In a previous post, I showed that if the truth doesn’t matter then I’m better off being an ideologue with ideological friends. I discussed the trade-off between (i) experiencing reality and (ii) experiencing what my friends experience. Truth-seeking made sense only when the benefit of (i) exceeded the cost of forgoing (ii). This post discusses another cost of truth-seeking: having to pay—financially, cognitively, or emotionally—for information.

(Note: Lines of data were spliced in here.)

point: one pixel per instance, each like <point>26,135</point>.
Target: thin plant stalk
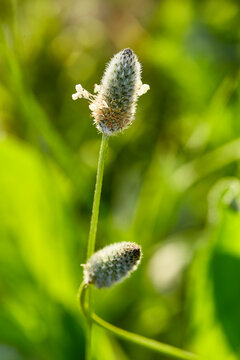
<point>154,345</point>
<point>93,232</point>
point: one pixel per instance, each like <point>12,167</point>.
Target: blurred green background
<point>171,180</point>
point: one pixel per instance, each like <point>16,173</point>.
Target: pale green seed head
<point>114,106</point>
<point>112,264</point>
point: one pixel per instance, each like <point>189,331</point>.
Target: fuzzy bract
<point>112,264</point>
<point>114,106</point>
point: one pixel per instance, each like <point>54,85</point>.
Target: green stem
<point>154,345</point>
<point>97,196</point>
<point>93,232</point>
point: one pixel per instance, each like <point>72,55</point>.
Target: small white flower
<point>112,264</point>
<point>114,105</point>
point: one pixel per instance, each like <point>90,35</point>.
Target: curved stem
<point>93,230</point>
<point>154,345</point>
<point>97,196</point>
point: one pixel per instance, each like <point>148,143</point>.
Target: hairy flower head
<point>112,264</point>
<point>114,105</point>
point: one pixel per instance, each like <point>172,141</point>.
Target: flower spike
<point>114,105</point>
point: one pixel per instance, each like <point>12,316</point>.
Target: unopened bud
<point>114,106</point>
<point>112,264</point>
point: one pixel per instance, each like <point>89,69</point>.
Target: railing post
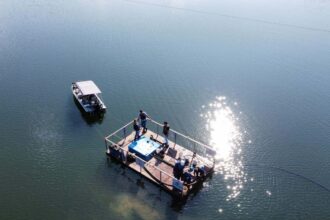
<point>174,140</point>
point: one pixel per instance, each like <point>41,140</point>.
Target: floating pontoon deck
<point>175,168</point>
<point>88,96</point>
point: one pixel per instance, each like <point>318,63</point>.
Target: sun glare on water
<point>226,138</point>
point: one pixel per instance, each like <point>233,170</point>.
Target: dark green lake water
<point>250,78</point>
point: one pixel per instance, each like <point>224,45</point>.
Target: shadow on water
<point>89,118</point>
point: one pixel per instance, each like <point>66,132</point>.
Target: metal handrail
<point>146,162</point>
<point>209,148</point>
<point>187,137</point>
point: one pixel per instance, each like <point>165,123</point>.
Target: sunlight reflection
<point>226,137</point>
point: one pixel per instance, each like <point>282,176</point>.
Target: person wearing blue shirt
<point>143,120</point>
<point>136,128</point>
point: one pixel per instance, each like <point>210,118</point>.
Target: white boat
<point>88,95</point>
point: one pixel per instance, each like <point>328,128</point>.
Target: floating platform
<point>173,167</point>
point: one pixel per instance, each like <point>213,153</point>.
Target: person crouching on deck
<point>136,128</point>
<point>166,130</point>
<point>143,123</point>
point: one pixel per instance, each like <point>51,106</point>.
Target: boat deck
<point>159,169</point>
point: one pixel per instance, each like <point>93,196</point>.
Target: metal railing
<point>174,136</point>
<point>119,138</point>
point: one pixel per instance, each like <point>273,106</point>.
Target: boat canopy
<point>88,87</point>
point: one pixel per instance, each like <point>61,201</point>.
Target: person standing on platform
<point>166,131</point>
<point>136,128</point>
<point>143,120</point>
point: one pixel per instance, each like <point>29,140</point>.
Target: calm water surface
<point>249,78</point>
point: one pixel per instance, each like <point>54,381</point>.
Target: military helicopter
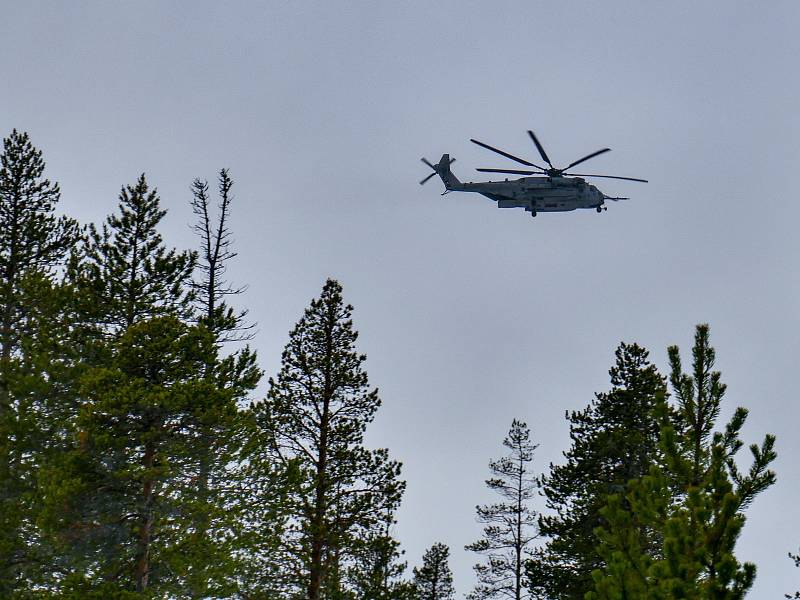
<point>557,191</point>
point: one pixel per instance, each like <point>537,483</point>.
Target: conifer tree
<point>33,243</point>
<point>796,559</point>
<point>212,288</point>
<point>128,272</point>
<point>376,571</point>
<point>614,440</point>
<point>434,580</point>
<point>221,441</point>
<point>694,498</point>
<point>127,502</point>
<point>510,524</point>
<point>128,279</point>
<point>315,415</point>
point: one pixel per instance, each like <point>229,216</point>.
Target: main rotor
<point>551,171</point>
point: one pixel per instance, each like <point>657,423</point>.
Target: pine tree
<point>129,281</point>
<point>376,571</point>
<point>215,253</point>
<point>510,524</point>
<point>127,271</point>
<point>315,415</point>
<point>123,495</point>
<point>33,244</point>
<point>693,498</point>
<point>222,440</point>
<point>796,559</point>
<point>614,440</point>
<point>434,580</point>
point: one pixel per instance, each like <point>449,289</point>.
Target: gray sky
<point>470,315</point>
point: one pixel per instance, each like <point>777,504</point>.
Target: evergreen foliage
<point>128,273</point>
<point>215,253</point>
<point>434,580</point>
<point>131,469</point>
<point>796,559</point>
<point>376,572</point>
<point>694,498</point>
<point>222,462</point>
<point>510,524</point>
<point>614,440</point>
<point>316,412</point>
<point>33,244</point>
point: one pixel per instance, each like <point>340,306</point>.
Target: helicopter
<point>557,191</point>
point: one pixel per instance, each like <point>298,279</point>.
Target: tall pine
<point>129,273</point>
<point>316,412</point>
<point>614,440</point>
<point>434,579</point>
<point>34,243</point>
<point>510,525</point>
<point>220,511</point>
<point>693,498</point>
<point>123,500</point>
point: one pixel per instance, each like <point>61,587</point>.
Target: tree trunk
<point>142,569</point>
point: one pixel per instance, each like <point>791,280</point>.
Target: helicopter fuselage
<point>538,194</point>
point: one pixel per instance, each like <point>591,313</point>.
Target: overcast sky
<point>471,316</point>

One way to model that cost is as follows.
Suppose the truth is determined by a random variable `\(\theta\in\{0,1\}\)`

.
I learn about `\(\theta\)`

by observing a signal `\(s(x)\in\{0,1\}\)`

with precision
`$$\Pr(s(x)=\theta)=\frac{1+x}{2}.$$`

The parameter `\(x\in[0,1]\)`

determines the signal’s quality.
If `\(x=1\)`

then the signal is fully informative; if `\(x=0\)`

then it is uninformative.

My prior estimate `\(\theta_0\in[0.5,1]\)`

of `\(\theta\)`

is based on no information; it reflects my ideology.
I use the realization of `\(s(x)\)`

and my prior `\(\theta_0\)`

to form a posterior estimate
`$$\hat\theta(s(x))=\Pr\left(\theta=1\,\vert\,s(x)\right)$$`

via Bayes’ rule.
I care about the mean squared error
`$$\newcommand{\E}{\mathrm{E}} \newcommand{\MSE}{\mathrm{MSE}} \MSE(x)=\E\left[\left(\theta-\hat\theta(s(x))\right)^2\right]$$`

of my posterior estimate, where `\(\E\)`

is the expectation operator taken with respect to the joint distribution of `\(\theta\)`

and `\(s(x)\)`

given my prior `\(\theta_0\)`

.
But I also care about the cost `\(cx\)`

I endure from observing a signal of quality `\(x\)`

.
This cost reflects the resources I use to seek the information and process it (e.g., money, time, and mental energy).
I choose the quality `\(x^*\)`

that minimizes
`$$f(x)=\MSE(x)+cx.$$`

The chart below plots my objective `\(f(x)\)`

against `\(x\)`

when I have prior `\(\theta_0\in\{0.5,0.7,0.9\}\)`

and face marginal cost `\(c\in\{0,0.1,0.2,0.3\}\)`

.
Since `\(f\)`

is concave in `\(x\)`

, it has (constrained) local minima at `\(x=0\)`

and `\(x=1\)`

.
My choice between these minima depends on the value of `\(c\)`

.
If it’s small then information is cheap and I “buy” as much as I can.
If it’s large then information is expensive and I don’t buy any.
But there’s no middle ground: I seek *all* the truth or none of it.

Let `\(c^*\)`

be the threshold value of `\(c\)`

at which I stop paying for information: the “choke price” of truth.
How does `\(c^*\)`

depend on my prior `\(\theta_0\)`

?
Intuitively, increasing `\(\theta_0\)`

has two competing effects:

- it increases the error in my posterior estimate when
`\(\theta=0\)`

; - it increases my confidence that
`\(\theta=1\)`

.

The first effect makes me *want more* information, increasing `\(c^*\)`

.
The second effect makes me think I *need less* information, decreasing `\(c^*\)`

.
The chart below shows that the second effect dominates.
The more ideological I am about the value of `\(\theta\)`

, the cheaper the truth must be for me to seek it.
If I’m a pure ideologue (i.e., `\(\theta_0=1\)`

) then I won’t seek the truth even if it’s free.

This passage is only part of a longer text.